The piece was Caron’s attempt at acknowledging her privilege as a “skinny white girl” and how she had been so self-absorbed that the thought of true all-inclusivity hadn’t occurred to her until a “fairly heavy” Black woman appeared in her yoga class–something that according to Caron happens almost never–and sat down behind her.

She writes:

It appeared she had never set foot in a yoga studio—she was glancing around anxiously, adjusting her clothes, looking wide-eyed and nervous. Within the first few minutes of gentle warm-up stretches, I saw the fear in her eyes snowball, turning into panic and then despair. Before we made it into our first downward dog, she had crouched down on her elbows and knees, head lowered close to the ground, trapped and vulnerable. She stayed there, staring, for the rest of the class.

The writer continues explaining that she “had no choice” but to look at the woman every time her head was upside down (Side note: If you’re truly involved in your practice, you’re not thinking about the next person). She has seen people freeze in class before but it was impossible for her to stop thinking about this particular woman. Eventually, the Big Black Woman began staring at Caron, and her frustrated despair and resentment was now allegedly directed toward she and her “skinny white body” (Another side note: Big Black Woman probably wondered what the hell this weird White girl was looking at).

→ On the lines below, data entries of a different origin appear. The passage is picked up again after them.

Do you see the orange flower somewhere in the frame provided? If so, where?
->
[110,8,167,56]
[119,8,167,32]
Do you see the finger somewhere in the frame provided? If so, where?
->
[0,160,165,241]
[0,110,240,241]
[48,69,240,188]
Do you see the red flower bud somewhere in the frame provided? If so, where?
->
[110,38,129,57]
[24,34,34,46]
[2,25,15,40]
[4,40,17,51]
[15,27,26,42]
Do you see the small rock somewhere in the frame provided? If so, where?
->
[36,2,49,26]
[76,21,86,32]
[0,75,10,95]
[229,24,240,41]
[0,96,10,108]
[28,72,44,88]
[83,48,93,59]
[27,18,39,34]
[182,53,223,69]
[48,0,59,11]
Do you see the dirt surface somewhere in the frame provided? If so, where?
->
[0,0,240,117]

This is where the author gets really uncomfortable:

I thought about how even though yoga comes from thousands of years of south Asian tradition, it’s been shamelessly co-opted by Western culture as a sport for skinny, rich white women. I thought about my beloved donation-based studio that I’ve visited for years, in which classes are very big and often very crowded and no one will try to put a scented eye pillow on your face during savasana. They preach the gospel of yogic egalitarianism, that their style of vinyasa is approachable for people of all ages, experience levels, socioeconomic statuses, genders, and races; that it is non-judgmental and receptive. As such, the studio is populated largely by students, artists, and broke hipsters; there is a much higher ratio of men to women than at many other studios, and you never see the freshly-highlighted, Evian-toting, Upper-West-Side yoga stereotype.
 
I realized with horror that despite the all-inclusivity preached by the studio, despite the purported blindness to socioeconomic status, despite the sizeable population of regular Asian students, black students were few and far between. And in the large and constantly rotating roster of instructors, I could only ever remember two being black.

Girl whut?

Tamar Face

Yes, this is a blunderfuck. The piece reads in summary like a spoiled rich White (and skinny) girl who was so sorry that the fat Black girl struggled with yoga (as if yoga isn’t a challenge for everyone), but even more contrite about the fact that the girl was probably intimidated by her beautiful white splendor, and she didn’t take the edge off by doing her om’ly duty by helping out, whatever that would have entailed.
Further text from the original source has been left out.